In the present case, the evidence in the record included the defendant's stipulated conviction of rape involving his stepdaughter. After defense counsel objected to additional evidence and the court overruled counsel's objection, the prosecutor proceeded to state that the stepdaughter was six- or seven-years-old at the time of the offense. Defendant was thirty-one years old at the time; his current age is about thirty-five. In addition, the prosecutor brought to the trial court's attention that defendant had not completed any type of counseling or classes dealing with sex offenders while in prison.
In light of the foregoing authority and after reviewing the record in this case, we are persuaded that the trial court had sufficient evidence before it to support its determination that defendant is a sexual predator. Defendant's first assignment of error is overruled.
For his second assignment of error, defendant asserts:
The trial court erred in not granting appellant's motion for appointment of an expert.
Defendant claims that his constitutional rights of due process, equal protection and effective assistance of counsel required the appointment of an expert to rebut the State's evidence on whether he is a sexual predator.
R.C. 2950.09(B)(1) provides, inter alia, that "[a]t the hearing, the offender and the prosecutor shall have an opportunity to testify, present evidence, call and examine witnesses and expert witnesses, and cross-examine witnesses and expert witnesses regarding the determination as to whether the offender is a sexual predator." The Eighth District Court of Appeals recently determined that this statute does not mandate the appointment of an expert for an indigent defendant, but instead abuse of discretion is the proper standard for review. See State v. Hurayt (Apr. 29, 1999), Cuyahoga App. No. 73156, unreported; State v. Russell (Apr. 22, 1999), Cuyahoga App. No. 72796, unreported. Hurayt relied on Cook, supra, wherein the Ohio Supreme Court stated that a sexual predator hearing is similar to a sentencing hearing. Pursuant to State v. Esparza (1988), 39 Ohio St.3d 8, syllabus, the trial court is directed that:
* * * expert services must be provided to an indigent defendant only if the court determines within its sound discretion, that such services "are reasonably necessary for the proper representation of a defendant" at the sentencing hearing, pursuant to R.C. 2929.024.

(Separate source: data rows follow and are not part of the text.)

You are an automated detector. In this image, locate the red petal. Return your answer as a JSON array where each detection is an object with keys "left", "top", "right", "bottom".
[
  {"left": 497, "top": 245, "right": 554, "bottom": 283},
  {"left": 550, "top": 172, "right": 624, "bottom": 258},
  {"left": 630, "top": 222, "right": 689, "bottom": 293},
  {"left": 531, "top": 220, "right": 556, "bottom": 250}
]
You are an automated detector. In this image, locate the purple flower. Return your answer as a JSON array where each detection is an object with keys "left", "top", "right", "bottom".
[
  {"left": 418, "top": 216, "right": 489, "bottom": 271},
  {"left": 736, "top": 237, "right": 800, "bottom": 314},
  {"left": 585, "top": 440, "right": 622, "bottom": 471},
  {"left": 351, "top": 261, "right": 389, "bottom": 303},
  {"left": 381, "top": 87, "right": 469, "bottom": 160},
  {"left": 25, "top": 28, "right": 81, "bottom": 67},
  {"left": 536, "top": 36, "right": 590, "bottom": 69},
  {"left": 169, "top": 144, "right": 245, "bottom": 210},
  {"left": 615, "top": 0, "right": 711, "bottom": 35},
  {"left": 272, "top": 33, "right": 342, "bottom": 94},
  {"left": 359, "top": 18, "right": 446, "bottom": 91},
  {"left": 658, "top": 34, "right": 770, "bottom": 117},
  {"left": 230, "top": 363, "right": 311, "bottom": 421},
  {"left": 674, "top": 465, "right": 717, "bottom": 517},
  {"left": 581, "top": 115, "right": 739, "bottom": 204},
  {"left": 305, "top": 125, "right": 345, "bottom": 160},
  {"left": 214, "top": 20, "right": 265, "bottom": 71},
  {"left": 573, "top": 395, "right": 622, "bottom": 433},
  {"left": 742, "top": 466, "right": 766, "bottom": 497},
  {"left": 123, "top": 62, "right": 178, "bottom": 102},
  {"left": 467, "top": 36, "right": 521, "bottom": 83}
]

In Russell, at *5, it was reasoned that the requirement of experts under R.C. 2950.09(B) is similar to the requirement of experts in non-capital cases. Accordingly, an indigent seeking appointment of an expert witness from the court "must show more than a mere possibility of assistance from an expert." Id. citing State v. Broom (1988), 40 Ohio St.3d 277, 283. The Broom court has stated the following factors to be considered:
(1) the value of the expert assistance to the defendant's proper representation at either the guilt or sentencing phase of an aggravated murder trial; and (2) the availability of alternative devices that would fulfill the same functions as the expert assistance sought.
In the instant case, defendant filed his motion for the appointment of a psychiatrist or psychologist "to assist the defense as an expert." He argued that if the State's response is to introduce expert testimony, then due process and effective assistance of counsel require the "assistance of defense expert witnesses." We note that neither the motion nor the transcript of the hearing provide any indication of the factual basis or issues on which such an expert could help the defense. For example, the assertions that an expert is necessary to demonstrate the defendant's proclivity to reoffend in the future or defendant's remorse. We also note that this motion seems to indicate that an expert was necessary only if the State planned to introduce any expert testimony. At defendant's sexual predator determination hearing, the State called no expert witnesses. Thus, pursuant to the foregoing authority and based upon the record, we conclude that the trial court did not abuse its discretion in this case. Defendant's second assignment of error is overruled.
Accordingly, we affirm the judgment of the trial court.
Judgment affirmed.
BRYANT, P.J., and HADLEY, J., concur.